The allegations of doping were hardly mentioned as officials and ordinary Russians attempted to portray the punishments merely as the west acting to keep brave Russia down.
“They are so scared of us,” wrote Irina Rodnina, the former Olympic skating champion who is now a pro-Kremlin MP, on Twitter. Vladimir Zhirinovsky, leader of a pro-Kremlin ultra-nationalist party, called the decision “political and sporting racism”.
Konstantin Kosachev, chair of the foreign affairs committee in the upper house of Russia’s parliament, said the decision was “part of the general western policy of holding Russia back” – a theme that was developed by other officials.
“They are always trying to put us down in everything – our way of life, our culture, our history and now our sport,” wrote Maria Zakharova, spokeswoman for the Russian foreign ministry, in a Facebook post.
Zakharova lumped in the Olympics ban with “world war, the collapse of the Soviet Union and sanctions” as ills the west had supposedly imposed on Russia.
Sergei Alekseyev, the head of the Association of Sports Lawyers, told Parliamentskaya Gazeta newspaper: “Basically, Russians have been discriminated against based on their nationality, which is no more and no less than genocide.”
A decision on whether Russian athletes will boycott the Games rather than compete as neutrals has yet to be made, and Vladimir Putin’s spokesman Dmitry Peskov was one of the few voices urging calm on Wednesday, stating that the IOC decision should be “seriously and deeply analysed” before any decision was taken.
Peskov also said it was too early to decide on the fate of Vitaly Mutko, Russia’s deputy prime minister, who has been banned for life from Olympic tournaments. Mutko is still the head of the Russian Football Union and last week took part in the World Cup draw in Moscow.

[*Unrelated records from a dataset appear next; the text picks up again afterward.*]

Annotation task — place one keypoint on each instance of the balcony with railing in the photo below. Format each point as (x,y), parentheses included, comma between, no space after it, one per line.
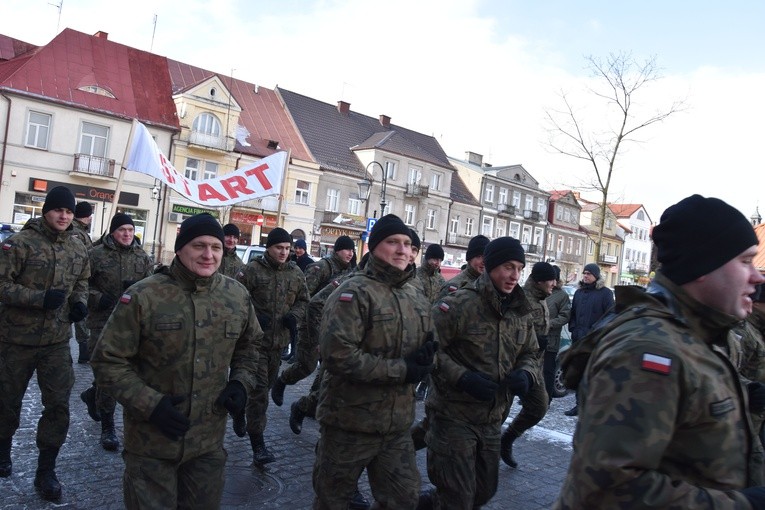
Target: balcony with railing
(93,165)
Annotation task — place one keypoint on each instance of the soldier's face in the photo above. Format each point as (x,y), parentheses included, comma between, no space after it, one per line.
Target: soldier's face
(279,252)
(124,235)
(729,287)
(395,250)
(505,276)
(59,219)
(202,255)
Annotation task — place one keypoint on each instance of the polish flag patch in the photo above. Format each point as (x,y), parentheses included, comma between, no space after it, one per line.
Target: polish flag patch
(656,363)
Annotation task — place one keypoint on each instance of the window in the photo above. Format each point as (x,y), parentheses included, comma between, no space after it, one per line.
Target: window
(333,200)
(431,219)
(302,192)
(37,130)
(94,139)
(409,217)
(488,195)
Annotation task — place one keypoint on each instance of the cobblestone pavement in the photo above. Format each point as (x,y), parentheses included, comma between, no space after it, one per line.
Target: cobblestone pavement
(91,477)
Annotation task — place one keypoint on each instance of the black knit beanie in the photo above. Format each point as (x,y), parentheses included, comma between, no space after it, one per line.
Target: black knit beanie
(543,272)
(59,197)
(344,243)
(198,225)
(698,235)
(476,246)
(502,250)
(434,251)
(119,220)
(387,226)
(229,229)
(277,236)
(83,210)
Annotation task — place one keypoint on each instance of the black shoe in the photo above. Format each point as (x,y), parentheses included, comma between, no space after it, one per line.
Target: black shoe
(574,411)
(89,397)
(47,485)
(296,418)
(358,501)
(277,392)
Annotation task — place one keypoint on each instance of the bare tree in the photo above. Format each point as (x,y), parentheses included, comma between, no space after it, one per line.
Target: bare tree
(618,80)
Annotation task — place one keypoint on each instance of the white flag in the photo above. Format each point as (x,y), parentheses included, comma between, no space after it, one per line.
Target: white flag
(261,179)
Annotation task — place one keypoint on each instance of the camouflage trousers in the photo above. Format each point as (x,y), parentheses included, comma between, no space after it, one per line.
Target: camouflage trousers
(341,456)
(463,462)
(150,483)
(55,377)
(257,402)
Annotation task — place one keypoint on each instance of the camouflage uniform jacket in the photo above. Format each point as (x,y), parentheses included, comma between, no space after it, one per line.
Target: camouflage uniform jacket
(320,273)
(559,305)
(432,281)
(475,334)
(466,277)
(371,322)
(111,265)
(175,333)
(662,414)
(33,261)
(276,290)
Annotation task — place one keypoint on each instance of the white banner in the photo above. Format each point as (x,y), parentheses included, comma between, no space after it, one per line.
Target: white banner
(261,179)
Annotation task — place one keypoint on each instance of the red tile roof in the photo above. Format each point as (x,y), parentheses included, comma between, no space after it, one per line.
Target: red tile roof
(139,80)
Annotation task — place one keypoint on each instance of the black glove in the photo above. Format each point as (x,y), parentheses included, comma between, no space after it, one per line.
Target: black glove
(170,422)
(78,312)
(264,321)
(106,302)
(290,322)
(755,495)
(756,397)
(233,397)
(54,298)
(478,385)
(519,382)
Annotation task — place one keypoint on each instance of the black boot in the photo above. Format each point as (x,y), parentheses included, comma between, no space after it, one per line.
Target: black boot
(260,454)
(506,447)
(89,397)
(46,482)
(296,418)
(109,439)
(277,392)
(6,468)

Although few people in Russia accept there may be truth to the allegations of a systematic, state-backed doping system made by the whistleblower Grigory Rodchenkov, there is anger at Mutko for his failure to prevent a national ban. A Communist MP, Valery Rashkin, called on Wednesday for Mutko to resign and said he planned to take the minister to court for besmirching Russia’s honour on the international stage.
Opinions are divided on whether Russian athletes should agree to take part as neutral competitors or whether the country should boycott the Games.
“My personal position is that to go as a team under the white flag is unacceptable,” Kosachev wrote. “But it’s also unfair and wrong to forbid our athletes from taking part in a competition they’ve prepared for their whole lives. Each person should decide for themselves.”
Chechnya’s Kremlin-backed leader, Ramzan Kadyrov, said he would not allow any athletes from his region to compete. The state-run television network said it would not broadcast the Games.
The 2014 Olympics in Sochi were presented by the Russian authorities as a sign that modern Russia had become a globally important country. Russia’s sweeping victory in the medals table was met by an outpouring of national pride, however the doping scandal and reassignment of medals means that in the recalculated tables Russia has lost its first place.
The foreign affairs analyst Konstantin von Eggert wrote on Facebook that the IOC’s decision was a “massive act of public humiliation for the Kremlin” and would probably be met with a firm response. “And I’m not talking about a boycott of the 2018 Olympics, which goes without saying, but about Ukraine, about hacking, maybe about Libya. Putin will not forgive this.”
Peskov said he did not know whether Putin would speak on the issue during a speech planned for Wednesday afternoon.